Subsequent studies have confirmed that patients in the developing world are much more likely to recover from severe mental illness than patients in the richer countries, well served by psychiatrists and clinical psychologists.
That is from Richard P. Bentall's Doctoring the Mind: Is Our Current Treatment of Mental Illness Any Good? You can think of this book as an updated, more traditionally empirical, less polemic version of Thomas Szasz. It makes large claims which are difficult to evaluate. Ultimately I don't find that it offers a persuasive alternative framework for thinking about either mental illness or "mental illness." Nonetheless the book is stimulating, it relies on substantive argument, and it will induce skepticism about a lot of what passes for treatment these days. Here is one review of the book, here is another.















His previous book, “Madness Explained”, offers a lot more in terms of an alternative vision although it’s heavily CBT influenced which isn’t to all tastes.
Hmmm. From the reviews, it sounds that Bentall doesn’t condemn use of drugs to relieve symptoms when people are facing difficult times; he merely thinks the tendency to always attribute thinks to a deeper physiological imbalance (probably genetic) inappropriately encourages long-term, even lifetime use of the drugs. Does he attribute that exclusively to drug company conspiracies? I would have thought that another factor encouraging this sort of thinking (which I agree is too widespread) is the widespread hysterical attitudes to recreational mind-altering drugs, which probably makes doctors feel they need to emphasize the physiological as much as possible (since using drugs to alter physiology isn’t as suspect).
You’re right, dearieme; it was a poor choice of words. I should have said “drug company nefariousness” or perhaps a more neutral “drug company self-interest” if I were feeling inclined to be charitable for some reason. No need to suggest that they’re secretly colluding in this instance. There do seem to be possible cases of secret collusion between drug companies (companies being suspiciously slow to offer generic versions of one another’s drugs and charging suspiciously high prices for generics) but those aren’t relevant here.
Does he offer the possibility that the less developed world is a saner environment?
The reviewers claim that the author denies a biological basis for mental illness. That is insane.
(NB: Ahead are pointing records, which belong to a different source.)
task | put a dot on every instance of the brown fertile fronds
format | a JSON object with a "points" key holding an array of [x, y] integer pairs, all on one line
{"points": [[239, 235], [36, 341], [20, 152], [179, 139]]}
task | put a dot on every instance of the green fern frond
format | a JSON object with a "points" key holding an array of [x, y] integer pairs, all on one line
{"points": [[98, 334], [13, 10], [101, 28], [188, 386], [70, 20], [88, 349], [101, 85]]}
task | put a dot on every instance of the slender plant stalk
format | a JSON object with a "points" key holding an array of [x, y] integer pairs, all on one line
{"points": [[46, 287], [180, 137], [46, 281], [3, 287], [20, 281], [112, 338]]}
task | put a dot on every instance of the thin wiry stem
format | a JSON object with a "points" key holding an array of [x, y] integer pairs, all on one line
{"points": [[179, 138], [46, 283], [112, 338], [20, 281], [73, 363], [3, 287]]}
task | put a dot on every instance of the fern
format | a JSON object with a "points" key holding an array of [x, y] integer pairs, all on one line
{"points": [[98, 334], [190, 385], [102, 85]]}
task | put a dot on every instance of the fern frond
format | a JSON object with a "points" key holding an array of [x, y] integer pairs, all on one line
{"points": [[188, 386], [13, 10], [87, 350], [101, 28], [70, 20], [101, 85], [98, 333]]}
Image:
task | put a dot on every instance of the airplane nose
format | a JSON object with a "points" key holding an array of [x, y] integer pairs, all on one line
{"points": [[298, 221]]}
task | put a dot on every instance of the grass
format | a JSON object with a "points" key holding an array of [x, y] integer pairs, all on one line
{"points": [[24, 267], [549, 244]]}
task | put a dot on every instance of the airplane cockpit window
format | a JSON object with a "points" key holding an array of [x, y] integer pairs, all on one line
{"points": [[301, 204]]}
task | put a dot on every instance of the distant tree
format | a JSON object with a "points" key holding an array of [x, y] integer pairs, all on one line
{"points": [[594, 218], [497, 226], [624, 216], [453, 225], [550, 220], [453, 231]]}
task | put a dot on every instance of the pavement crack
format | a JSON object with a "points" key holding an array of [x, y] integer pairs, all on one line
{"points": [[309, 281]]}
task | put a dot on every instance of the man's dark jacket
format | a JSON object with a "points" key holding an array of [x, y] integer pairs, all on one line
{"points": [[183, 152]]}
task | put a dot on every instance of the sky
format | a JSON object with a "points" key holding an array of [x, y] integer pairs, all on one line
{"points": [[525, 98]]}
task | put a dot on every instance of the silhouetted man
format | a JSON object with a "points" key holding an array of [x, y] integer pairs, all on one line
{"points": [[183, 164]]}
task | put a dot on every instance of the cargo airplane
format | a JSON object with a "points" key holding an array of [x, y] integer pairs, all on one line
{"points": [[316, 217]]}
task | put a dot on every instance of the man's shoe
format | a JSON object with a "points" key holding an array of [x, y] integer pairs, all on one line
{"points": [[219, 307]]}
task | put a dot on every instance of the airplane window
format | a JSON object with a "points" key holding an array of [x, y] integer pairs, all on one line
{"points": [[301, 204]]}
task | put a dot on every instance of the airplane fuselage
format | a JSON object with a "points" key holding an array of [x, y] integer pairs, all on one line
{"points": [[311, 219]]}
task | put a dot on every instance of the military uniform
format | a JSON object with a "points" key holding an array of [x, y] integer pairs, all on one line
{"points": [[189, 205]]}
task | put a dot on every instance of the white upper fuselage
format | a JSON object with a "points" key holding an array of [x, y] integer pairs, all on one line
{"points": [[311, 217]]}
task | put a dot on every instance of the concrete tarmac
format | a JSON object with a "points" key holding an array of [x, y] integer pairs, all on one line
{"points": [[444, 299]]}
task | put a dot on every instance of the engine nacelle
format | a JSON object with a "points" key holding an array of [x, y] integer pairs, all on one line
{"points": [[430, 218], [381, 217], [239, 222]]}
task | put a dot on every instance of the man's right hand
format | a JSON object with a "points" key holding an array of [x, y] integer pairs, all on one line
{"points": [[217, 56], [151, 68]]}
As for the third world results, I am reminded of the South were you are told that your Aunt is not crazy, she is eccentric, we do not send her to psychiatrist, we keep her in the attic.
If you act psychotic in the third world, you are shunned and starve to death.
Or become the village shaman/witch doctor.
I misjudged you, Tyler. I had expected you to explain the results with a model showing single-payer psychiatry is Pareto efficient.
Also, as regards mental illness in less developed countries. http://frontierpsychiatrist.co.uk/global-psychiatry/
I’ll have to read this. Unfortunately, due to the prevalence of mental issues in my family and the failure of conventional treatments in resolving those issues, I know a bit about it (knowledge that I would rather have avoided, but oh well). That residents of developing nations are more likely to recover does not surprise me at all. As confirmed by the research on vitamin D, they spend more time outdoors exercising. They are less likely to be sleep-deprived then people who are privileged to stay up ’til the wee hours with electric lights and entertainment (before the invention of the electric light bulb, people averaged 10 hours a night of sleep). Sleep deprivation is increasingly recognized as a main driver of depression. Exercise is a big help.
It is also time to open up to the thesis that some mental issues are not *ultimately* rooted in brain biochemistry. While it is undeniable that biochem plays a role, it is no longer clear that it is a *causal* role in every case. The imbalances one sees in a depressed, compulsive, or anxious person could be a result, not a root cause. Early childhood experiences and later trauma that is not properly processed–unexpressed grief, for example–seem to be able to train the brain to misfire. Some people are more likely to be thrown off kilter than others. Consistent with this, some of the most effective cutting edge therapies for depression and anxiety are talk therapies aided by technology, like neurofeedback and EMDR. But for those to succeed, the word on the street at the therapist conferences is that they want you off the anti-depressants if possible, which can suppress healthy emotional function as well as unhealthy emotional function. Nine out of ten psychiatrists either do not know this (it is after all outside their field), or will not tell you. Once the discipline got it into its head that they had it all figured out, they stopped learning. Unfortunately it means that when their theories do not pan out and their treatments fail, they have no plan B.
@Solveig:
“Nine out of ten psychiatrists either do not know this (it is after all outside their field), or will not tell you.”
It is outside the field of psychiatry to know the impact of psychoactive drugs on emotional function???
What on earth is *within* the field of psychiatry?